Simple Thread Problem

I have a simple CUDA code that will eventually operate on a array of vectors, finding a vector that is the average for the array. I am having trouble getting the threads to operate properly in the GPU with my programming scheme. I have pasted an example code below. What I am doing here is to define a 16x16 block of threads. Each thread steps through one 16 element vector, and increments an accumulator for that element. I have set up the accumulator in shared memory to speed things up. When the code finishes each vector element in the shared array should contain the number 16x16 = 256. When I run the code in Emulation mode this is exactly what I get. However, when I run the code in the GPU I get only 1.0’s in each bin. If I place the __syncthreads() function at different locations I get random 2’s and 3’s scattered in the list, but never the right answer. What am I doing wrong here? My GPU processor is the Quadro FX 1600M.

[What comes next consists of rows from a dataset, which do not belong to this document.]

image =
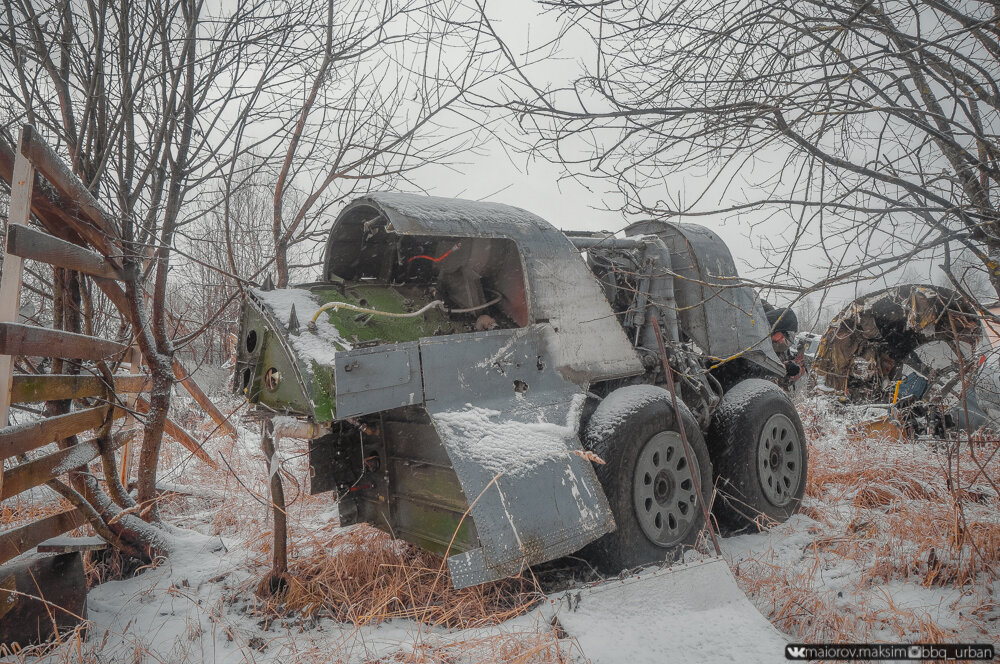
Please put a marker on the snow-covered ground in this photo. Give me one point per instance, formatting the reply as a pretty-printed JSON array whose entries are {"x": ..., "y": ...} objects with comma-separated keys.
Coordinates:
[{"x": 882, "y": 551}]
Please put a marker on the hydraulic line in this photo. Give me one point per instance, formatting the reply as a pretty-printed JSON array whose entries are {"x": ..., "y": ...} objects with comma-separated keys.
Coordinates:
[{"x": 412, "y": 314}]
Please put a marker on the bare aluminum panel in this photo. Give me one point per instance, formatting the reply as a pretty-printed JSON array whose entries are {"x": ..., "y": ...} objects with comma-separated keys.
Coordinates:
[
  {"x": 369, "y": 380},
  {"x": 725, "y": 318},
  {"x": 508, "y": 420}
]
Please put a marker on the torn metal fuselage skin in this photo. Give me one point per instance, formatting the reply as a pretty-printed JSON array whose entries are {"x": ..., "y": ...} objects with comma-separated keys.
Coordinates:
[
  {"x": 453, "y": 426},
  {"x": 882, "y": 343}
]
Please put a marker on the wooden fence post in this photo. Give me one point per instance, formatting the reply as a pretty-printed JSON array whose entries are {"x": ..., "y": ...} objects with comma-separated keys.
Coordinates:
[{"x": 10, "y": 275}]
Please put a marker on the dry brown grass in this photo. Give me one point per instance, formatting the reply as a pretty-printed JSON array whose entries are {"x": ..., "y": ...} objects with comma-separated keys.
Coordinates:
[
  {"x": 363, "y": 576},
  {"x": 887, "y": 511}
]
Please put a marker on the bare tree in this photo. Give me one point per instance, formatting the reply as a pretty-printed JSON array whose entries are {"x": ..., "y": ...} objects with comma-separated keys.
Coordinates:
[
  {"x": 863, "y": 133},
  {"x": 148, "y": 101}
]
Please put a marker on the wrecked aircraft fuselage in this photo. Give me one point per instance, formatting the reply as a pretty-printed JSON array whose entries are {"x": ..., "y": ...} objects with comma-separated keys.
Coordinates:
[
  {"x": 454, "y": 351},
  {"x": 907, "y": 347}
]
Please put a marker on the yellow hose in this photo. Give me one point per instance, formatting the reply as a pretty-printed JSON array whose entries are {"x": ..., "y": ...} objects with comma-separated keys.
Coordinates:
[{"x": 350, "y": 307}]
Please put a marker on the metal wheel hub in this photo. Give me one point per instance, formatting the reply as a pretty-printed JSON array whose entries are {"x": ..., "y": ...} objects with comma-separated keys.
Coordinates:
[
  {"x": 663, "y": 491},
  {"x": 779, "y": 460}
]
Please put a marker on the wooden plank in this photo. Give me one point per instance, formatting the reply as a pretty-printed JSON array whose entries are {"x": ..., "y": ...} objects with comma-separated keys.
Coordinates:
[
  {"x": 16, "y": 541},
  {"x": 10, "y": 276},
  {"x": 55, "y": 170},
  {"x": 27, "y": 388},
  {"x": 70, "y": 544},
  {"x": 199, "y": 396},
  {"x": 173, "y": 430},
  {"x": 28, "y": 243},
  {"x": 22, "y": 438},
  {"x": 17, "y": 339},
  {"x": 39, "y": 471}
]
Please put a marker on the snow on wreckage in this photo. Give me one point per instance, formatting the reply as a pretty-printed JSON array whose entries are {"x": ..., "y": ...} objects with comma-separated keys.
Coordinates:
[{"x": 458, "y": 360}]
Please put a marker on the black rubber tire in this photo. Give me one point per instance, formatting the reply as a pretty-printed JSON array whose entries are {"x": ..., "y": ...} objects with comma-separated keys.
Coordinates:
[
  {"x": 735, "y": 438},
  {"x": 619, "y": 430}
]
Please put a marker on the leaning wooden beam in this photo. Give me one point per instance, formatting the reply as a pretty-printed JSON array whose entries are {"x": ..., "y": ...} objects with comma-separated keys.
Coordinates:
[
  {"x": 26, "y": 388},
  {"x": 49, "y": 207},
  {"x": 10, "y": 276},
  {"x": 173, "y": 430},
  {"x": 199, "y": 396},
  {"x": 26, "y": 242},
  {"x": 69, "y": 186},
  {"x": 39, "y": 471},
  {"x": 21, "y": 438},
  {"x": 18, "y": 339},
  {"x": 16, "y": 541}
]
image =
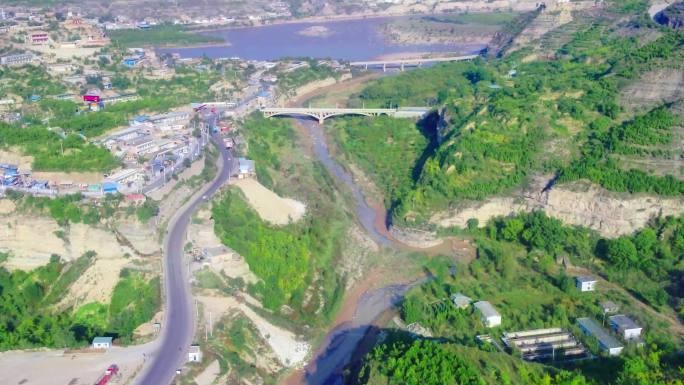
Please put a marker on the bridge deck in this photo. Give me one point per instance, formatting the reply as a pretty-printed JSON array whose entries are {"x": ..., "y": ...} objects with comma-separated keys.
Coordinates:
[
  {"x": 413, "y": 61},
  {"x": 302, "y": 110}
]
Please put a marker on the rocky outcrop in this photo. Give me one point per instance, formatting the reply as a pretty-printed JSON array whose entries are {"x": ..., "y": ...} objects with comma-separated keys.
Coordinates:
[
  {"x": 579, "y": 203},
  {"x": 654, "y": 88},
  {"x": 419, "y": 239},
  {"x": 672, "y": 16}
]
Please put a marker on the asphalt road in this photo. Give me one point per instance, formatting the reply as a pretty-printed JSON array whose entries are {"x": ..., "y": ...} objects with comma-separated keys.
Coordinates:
[{"x": 179, "y": 325}]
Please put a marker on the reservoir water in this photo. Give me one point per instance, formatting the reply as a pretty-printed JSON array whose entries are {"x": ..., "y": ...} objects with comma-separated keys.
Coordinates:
[{"x": 359, "y": 39}]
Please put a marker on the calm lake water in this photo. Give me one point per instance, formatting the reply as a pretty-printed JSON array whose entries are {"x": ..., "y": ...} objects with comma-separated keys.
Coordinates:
[{"x": 347, "y": 40}]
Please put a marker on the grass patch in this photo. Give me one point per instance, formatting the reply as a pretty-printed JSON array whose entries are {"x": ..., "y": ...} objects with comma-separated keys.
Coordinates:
[{"x": 158, "y": 36}]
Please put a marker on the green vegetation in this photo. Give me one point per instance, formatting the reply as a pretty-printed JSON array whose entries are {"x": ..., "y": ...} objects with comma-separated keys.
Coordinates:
[
  {"x": 68, "y": 208},
  {"x": 385, "y": 147},
  {"x": 483, "y": 18},
  {"x": 406, "y": 362},
  {"x": 517, "y": 270},
  {"x": 148, "y": 209},
  {"x": 265, "y": 136},
  {"x": 160, "y": 35},
  {"x": 29, "y": 320},
  {"x": 52, "y": 153},
  {"x": 280, "y": 256},
  {"x": 292, "y": 258},
  {"x": 498, "y": 129},
  {"x": 135, "y": 300},
  {"x": 644, "y": 262},
  {"x": 636, "y": 137},
  {"x": 313, "y": 71},
  {"x": 235, "y": 345}
]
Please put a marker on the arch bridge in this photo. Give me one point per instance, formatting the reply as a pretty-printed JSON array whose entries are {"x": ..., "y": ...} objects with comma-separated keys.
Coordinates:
[{"x": 321, "y": 114}]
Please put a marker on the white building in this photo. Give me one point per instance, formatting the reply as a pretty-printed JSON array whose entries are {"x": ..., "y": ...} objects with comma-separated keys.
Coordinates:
[
  {"x": 490, "y": 317},
  {"x": 102, "y": 342},
  {"x": 461, "y": 301},
  {"x": 126, "y": 176},
  {"x": 194, "y": 354},
  {"x": 585, "y": 283},
  {"x": 625, "y": 327},
  {"x": 18, "y": 59}
]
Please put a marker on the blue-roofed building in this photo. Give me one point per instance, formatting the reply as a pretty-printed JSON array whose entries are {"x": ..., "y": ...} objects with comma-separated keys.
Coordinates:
[
  {"x": 141, "y": 119},
  {"x": 131, "y": 61},
  {"x": 102, "y": 342},
  {"x": 246, "y": 168}
]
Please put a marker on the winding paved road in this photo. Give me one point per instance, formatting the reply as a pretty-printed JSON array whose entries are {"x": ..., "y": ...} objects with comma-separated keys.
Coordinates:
[{"x": 179, "y": 324}]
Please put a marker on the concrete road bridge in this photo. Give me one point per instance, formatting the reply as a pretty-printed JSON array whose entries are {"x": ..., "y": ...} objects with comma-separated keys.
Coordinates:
[
  {"x": 324, "y": 113},
  {"x": 401, "y": 63}
]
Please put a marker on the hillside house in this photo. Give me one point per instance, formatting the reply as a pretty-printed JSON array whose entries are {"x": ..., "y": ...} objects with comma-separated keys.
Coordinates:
[
  {"x": 585, "y": 283},
  {"x": 102, "y": 342},
  {"x": 194, "y": 354},
  {"x": 461, "y": 301},
  {"x": 625, "y": 327},
  {"x": 609, "y": 307},
  {"x": 18, "y": 59},
  {"x": 246, "y": 168},
  {"x": 489, "y": 316}
]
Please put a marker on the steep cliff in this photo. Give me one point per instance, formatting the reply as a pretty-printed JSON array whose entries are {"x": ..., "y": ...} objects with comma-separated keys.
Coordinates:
[{"x": 580, "y": 203}]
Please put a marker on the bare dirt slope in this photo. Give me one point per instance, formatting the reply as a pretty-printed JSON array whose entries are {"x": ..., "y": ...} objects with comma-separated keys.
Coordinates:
[
  {"x": 580, "y": 203},
  {"x": 271, "y": 207}
]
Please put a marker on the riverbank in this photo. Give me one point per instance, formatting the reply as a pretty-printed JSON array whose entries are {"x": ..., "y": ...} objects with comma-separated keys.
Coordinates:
[{"x": 353, "y": 39}]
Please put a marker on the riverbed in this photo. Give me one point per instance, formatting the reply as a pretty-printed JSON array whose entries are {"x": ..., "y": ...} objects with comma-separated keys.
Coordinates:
[{"x": 359, "y": 39}]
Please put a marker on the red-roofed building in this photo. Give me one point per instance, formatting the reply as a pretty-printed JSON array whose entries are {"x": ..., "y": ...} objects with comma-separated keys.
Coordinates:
[
  {"x": 39, "y": 38},
  {"x": 92, "y": 96},
  {"x": 135, "y": 198}
]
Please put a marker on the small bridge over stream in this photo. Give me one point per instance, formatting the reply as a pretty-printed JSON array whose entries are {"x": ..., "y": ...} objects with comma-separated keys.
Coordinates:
[{"x": 321, "y": 114}]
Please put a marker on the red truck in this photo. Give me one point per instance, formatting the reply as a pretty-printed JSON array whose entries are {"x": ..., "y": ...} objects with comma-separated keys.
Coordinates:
[{"x": 109, "y": 374}]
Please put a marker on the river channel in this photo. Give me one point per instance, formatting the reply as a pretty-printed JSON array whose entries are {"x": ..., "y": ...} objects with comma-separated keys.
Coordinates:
[{"x": 359, "y": 39}]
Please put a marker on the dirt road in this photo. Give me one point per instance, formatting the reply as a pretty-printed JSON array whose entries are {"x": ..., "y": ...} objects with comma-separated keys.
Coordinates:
[{"x": 55, "y": 367}]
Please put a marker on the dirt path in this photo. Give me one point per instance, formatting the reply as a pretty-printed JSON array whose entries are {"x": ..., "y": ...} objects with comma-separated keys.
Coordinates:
[
  {"x": 270, "y": 206},
  {"x": 50, "y": 367}
]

// following definitions are made in the calling function:
typedef struct {
int height;
float* elements;
} Vector;

Vector vect;
vect.height = 16;
vect.elements = (float *)malloc( vect.height * sizeof(float) );

void AvgSpectFunc(const Matrix Cube, Vector vect)

Vector d_vect;
d_vect.height = vect.height;

size_t sizeVect = d_vect.height * sizeof(float);
cudaMalloc((void**) &d_vect.elements, sizeVect);

// Invoke a very simple kernel with 16x16 threads

dim3 dimBlock( 16,16 );
dim3 dimGrid( 1,1 );

TestKernel<<<dimGrid, dimBlock>>>(d_Cube, d_vect); // note: d_Cube is not used here

// Show the results:
cudaMemcpy(vect.elements, d_vect.elements, sizeVect, cudaMemcpyDeviceToHost);

printf("vect return:\n" );
for( int j=0; j<16; j++ ) printf("%.1f \n", vect.elements[j] );
printf("\n" );

// Free device memory

// Kernel Function:

global void TestKernel(const Matrix, Vector);

global void TestKernel(const Matrix Cube, Vector vect)
shared float sVect[16];

for(int k=0; k<16; k++) sVect[k] = 0;

int ii = threadIdx.x;
int jj = threadIdx.y;
for (int ww=0; ww<vect.height; ww++)
	  sVect[ww] += 1;	// generic thread

//At end of all threads write shared memory to the return memory
for(int k=0; k<vect.height; k++) vect.elements[k] = sVect[k];


I didnt look too dip at the algorithm but your usage of shared mem is totaly wrong. I suggest you try to

re-read the programming guide or some tutorials.

Basicaly the line sVect[ww] += 1 (and others) will result in all threads in the block race-conditioning

to update the same position in the array and eventually write a corrupted value back to the smem array.

The reason emulation code works is because in emulation code actually runs in a serial way one thread after the other.